München, Deine Straßen

Ich zog aus, die Welt zu erobern, und du zogst nur an meinem Herz und riefst mich immer wieder zurück zu dir. Und jedes Mal wenn ich wiederkehrte, machte mein Herz einen kleinen Hüpfer, du hießest mich willkommen. Ach mein München, deine Straßen.

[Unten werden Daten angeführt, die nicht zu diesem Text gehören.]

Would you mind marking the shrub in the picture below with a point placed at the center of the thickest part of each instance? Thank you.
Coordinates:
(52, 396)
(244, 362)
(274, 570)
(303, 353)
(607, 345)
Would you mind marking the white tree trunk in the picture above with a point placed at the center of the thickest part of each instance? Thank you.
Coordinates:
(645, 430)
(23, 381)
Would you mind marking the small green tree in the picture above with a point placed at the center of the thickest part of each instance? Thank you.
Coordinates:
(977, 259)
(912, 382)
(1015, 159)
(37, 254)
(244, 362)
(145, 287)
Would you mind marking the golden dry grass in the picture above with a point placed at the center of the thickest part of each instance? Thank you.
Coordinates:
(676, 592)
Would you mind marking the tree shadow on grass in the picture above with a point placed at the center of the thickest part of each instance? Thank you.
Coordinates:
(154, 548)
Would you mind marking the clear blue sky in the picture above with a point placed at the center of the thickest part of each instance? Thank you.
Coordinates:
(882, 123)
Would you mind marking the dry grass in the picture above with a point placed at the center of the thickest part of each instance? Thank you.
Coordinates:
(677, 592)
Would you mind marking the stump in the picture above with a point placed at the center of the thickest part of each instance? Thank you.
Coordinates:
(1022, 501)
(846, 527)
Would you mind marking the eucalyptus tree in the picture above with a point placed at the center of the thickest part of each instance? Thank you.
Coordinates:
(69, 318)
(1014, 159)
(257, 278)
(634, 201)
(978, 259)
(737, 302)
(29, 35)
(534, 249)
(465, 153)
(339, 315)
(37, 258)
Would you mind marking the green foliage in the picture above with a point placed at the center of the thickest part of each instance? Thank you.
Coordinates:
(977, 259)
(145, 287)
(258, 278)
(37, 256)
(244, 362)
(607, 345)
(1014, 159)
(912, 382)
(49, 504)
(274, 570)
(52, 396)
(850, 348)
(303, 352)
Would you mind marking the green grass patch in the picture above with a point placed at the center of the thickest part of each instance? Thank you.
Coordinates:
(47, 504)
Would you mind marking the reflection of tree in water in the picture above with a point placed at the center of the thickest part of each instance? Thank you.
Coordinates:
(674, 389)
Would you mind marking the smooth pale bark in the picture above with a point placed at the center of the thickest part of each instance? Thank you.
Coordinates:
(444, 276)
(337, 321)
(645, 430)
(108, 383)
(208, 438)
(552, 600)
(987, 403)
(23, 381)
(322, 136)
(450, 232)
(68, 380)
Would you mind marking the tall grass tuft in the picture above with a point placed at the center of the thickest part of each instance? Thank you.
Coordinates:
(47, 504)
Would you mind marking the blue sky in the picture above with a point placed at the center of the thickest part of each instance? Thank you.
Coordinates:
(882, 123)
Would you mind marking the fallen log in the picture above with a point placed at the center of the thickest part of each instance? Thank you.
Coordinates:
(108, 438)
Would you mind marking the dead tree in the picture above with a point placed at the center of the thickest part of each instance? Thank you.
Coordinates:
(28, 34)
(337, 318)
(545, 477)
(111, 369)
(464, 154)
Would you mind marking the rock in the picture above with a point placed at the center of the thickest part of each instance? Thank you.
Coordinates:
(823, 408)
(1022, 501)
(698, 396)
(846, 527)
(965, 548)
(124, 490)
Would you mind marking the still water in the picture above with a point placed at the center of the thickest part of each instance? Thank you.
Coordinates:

Jede deiner Ecken scheint vertraut. Gabelsberger Ecke Augusten, wo ich sechs Jahre lebte, mich durch Studium und Selbstreflexionen und Herzschmerz kämpfte. Schleißheimer Ecke Hohenzollern, wie viele Sonnenstunden verbrachte ich hier, wie oft wurde ich von unfähigen Kraulern an die Ecke des Beckens gedrängt. Görres Ecke Augusten, ein halbes Jahr mit einem Freund, mit dem es nie gepasst hätte. Schelling Ecke Ludwig, dieser hässliche 70er Jahre-Bau, meine erste Berührung mit Film-Proseminaren, Doktoranden, in die ich mich verrannte, Freundinnen, die meine Wege kreuzten und blieben, das Herzklopfen bei den mündlichen. Zentner Ecke Agnes, das Institut, das mich Kunst und Film noch mehr lieben lernte, die Bibliothek, in der ich unzählige Stunden verbrachte, Lynch und Surrealismus studierte, selbst der Surrealität verfiel. Maximiliansplatz Ecke Max-Joseph so endlos viele durchzechte Nächte voll geklauten Drinks im Namen des Guten. Sonnen Ecke Schwanthaler, nochmal Maximiliansplatz, Friedenstraße, Kesselhaus und Backstage und WanndaZirkus am Leonrodplatz – mit Berlin fing es an, doch hier hatte ich wundervolle Tage und Nächte sonnenbrillenbeschienen bassgetränkt, ins Pimpernel auf ein Bier, auf mehr Bier in das Hackerzelt, das Parkcafé, Max-Emmanuel. Ein Stück Zahn verloren beim Fall über die Tramschienen der Linie 27 auf der Ottostraße.
Der unglaubliche Ausblick  auf die Alpen vom Vorhözer auf der TU, der kalte wässrige Hugo für zwölf Euro auf der Terrasse des Bayerischen Hofs mit der Michael-Jackson-Gedenkstätte davor, wie ich über eine Schleppe einer blöden Möchtegernprominenz stolperte auf dem Filmball darin. Auf Gras kuscheln im Englischen Garten, kaleidoskopische Wolken im Nymphenburger Park, Slalom im Entenmarsch die Gabelsberger nach Hause nach einem Abend auf bunten Strohballen. Bunte Stäbe des Brandhorst, sprechende Farben und Formen im Kunstbau, Rubens und Kiefer in der alten Pinakothek, Wasserschaden in der modernen. Erstes Praktikum Bruderstraße, nicht wissen wohin als nächstes in der Rheinstraße, Grillen am Flaucher, 50 Meter im Olympia, arbeitendes Rumhängen in der Thalkirchner. Sommerlaue Vorabende mit Weißwein vor Vorstellungen im Innenhof des City, fröstelndschweigendes Schweigen nach Black Swan, stille Kontemplation nach Tree of Life, hellaufe Begeisterung nach Wolf of Wallstreet, Prüfungsvorbereitung mit Django, kauerschlafende Nachmittagsvorstellungen beim ersten Mal richtig Filmfest, das Leben, eine Filmreflexion.
Deine Plätze – der Odeonsplatz, der Max-Josephs-Platz, der Königsplatz, Marienplatz, Viktualienmarkt acht Uhr morgens, von einer Schönheit, Symmetrie, Geschichte, Leben, die andere im Neid fahl erblassen lässt. Du bist so herrlich unkompliziert mit deinen Radwegen und deiner großstädtischen Kleinstädtigkeit, mir ist danach, jedes Straßenschild, jede Ecke, jede Erinnerung in zu umarmen und ich freue mich, dass du bist und ich hier bin und endlich bin ich angekommen.

Manchmal muss man eben erst mal weg, um zu wissen, wo man eigentlich hin gehört. Ich bin überall auf der Welt zuhause. Aber nirgends so sehr wie hier.